EeLsT: An Energy-Efficient Long-Short Term Approach for Sustainable Sailboat Autonomy in Disturbed Marine Environment
Qinbo Sun, Weimin Qi, Huihuan (Alex) Qian
AI summary
Problem
Robotic sailboats lack effective energy management strategies that account for time-varying marine disturbances like waves and currents, limiting their long-term autonomous sustainability.
Approach
EeLsT adaptively switches between long-term and short-term control observers to optimize actuator frequency based on real-time wind and disturbance models, balancing power conservation with motion stability.
Key results
- 31.8% energy reduction in simulation
- 27.4% energy savings during real-world stable sailing
- Successful 1200 km, 30-day autonomous voyage with ≤1 W average power increase over standby mode
- Comprehensive validation of disturbance-aware control in both simulated and open-sea environments
Why it matters
Provides a scalable energy management solution that extends the operational lifespan and reliability of wind-powered marine robots for long-duration ocean monitoring.
Abstract
Sailboats are purely wind-driven and thus have great potential for long-term voyaging. For robotic sailboats, the constraints on the energy of the control boards, sensors, communication modules, and actuators are crucial to the sustainability of automation. Reducing the control frequency of actuators is crucial for energy conservation. This study proposes an energy-efficient long-short term (EeLsT) approach for sustainable sailing. In EeLsT, long-term and short-term observers are designed to adaptively take control decisions for time-varying environmental influences (e.g., waves and currents). Our approach can be generally applied as an energy management module in sailing robots. It explicitly leverages the sailing motion characteristics and the dynamic model of the robot considering marine disturbances. We have designed an experimental enhanced simulation platform to evaluate motion performance and energy consumption.

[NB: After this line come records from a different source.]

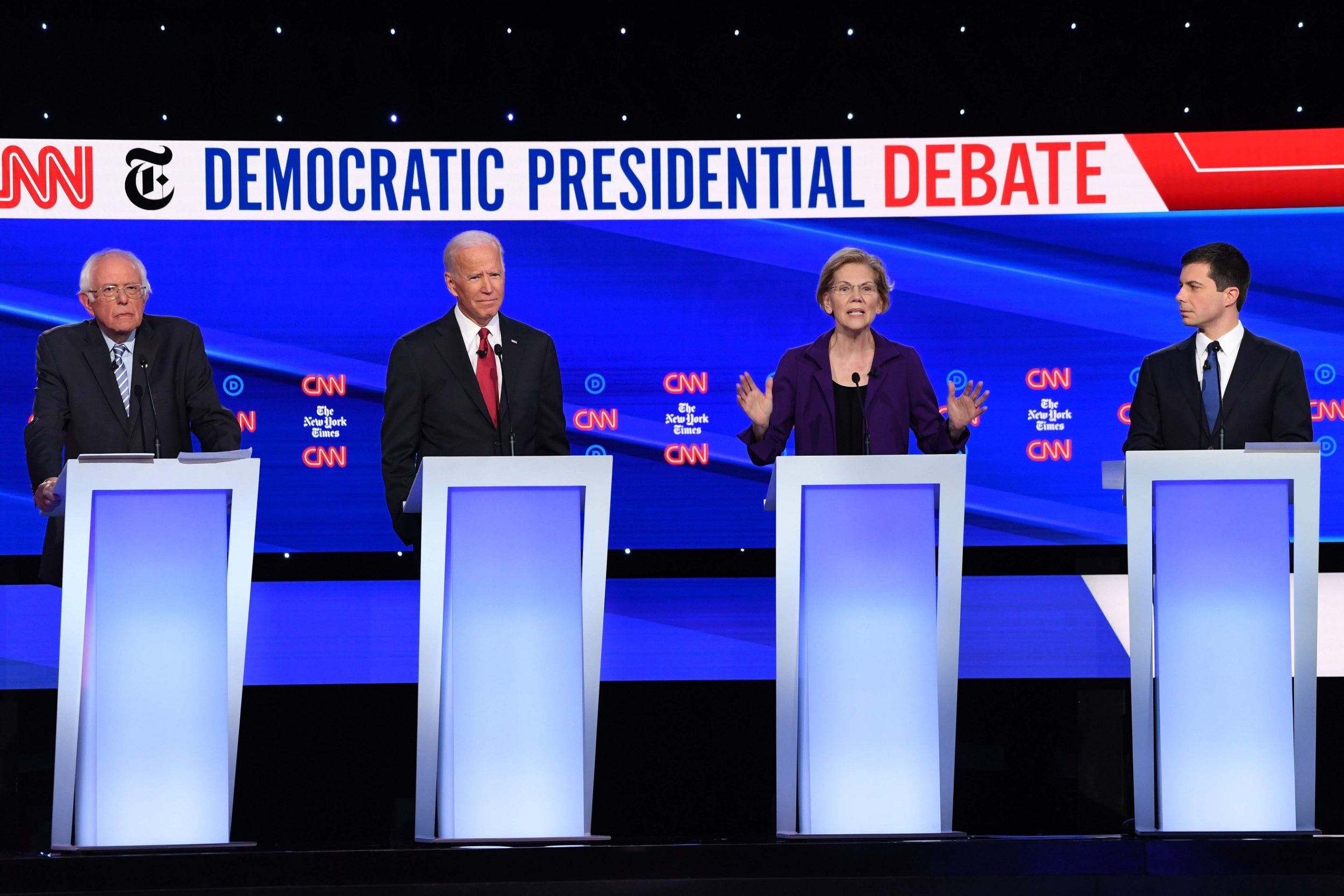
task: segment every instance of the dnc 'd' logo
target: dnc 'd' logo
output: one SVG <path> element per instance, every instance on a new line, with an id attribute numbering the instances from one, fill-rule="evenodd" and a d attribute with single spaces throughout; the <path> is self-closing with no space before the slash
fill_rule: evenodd
<path id="1" fill-rule="evenodd" d="M 145 211 L 159 211 L 172 201 L 176 188 L 168 189 L 168 175 L 164 173 L 168 163 L 172 161 L 172 149 L 163 146 L 163 152 L 153 152 L 136 146 L 126 153 L 126 199 L 136 208 Z"/>
<path id="2" fill-rule="evenodd" d="M 71 164 L 55 146 L 43 146 L 34 164 L 22 148 L 5 146 L 0 150 L 0 208 L 17 206 L 24 191 L 38 208 L 51 208 L 56 204 L 58 189 L 75 208 L 89 208 L 93 204 L 93 146 L 75 146 L 73 154 Z"/>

Both baseline approach and the scheme incorporating EeLsT method (refer to as EeLsT approach in the subsequent sections) have been conducted. In simulation, EeLsT approach saves 31.8% energy. In the real marine environment, experiments are conducted with OceanVoy, a catamaran sailing robot. The results show that 27.4% of the energy is saved during stable sailing. In long-term sailing, compared to the standby mode when the motors are not working, the average power of the full automation mode has increased by no more than 1 W, i.e. 4% relatively.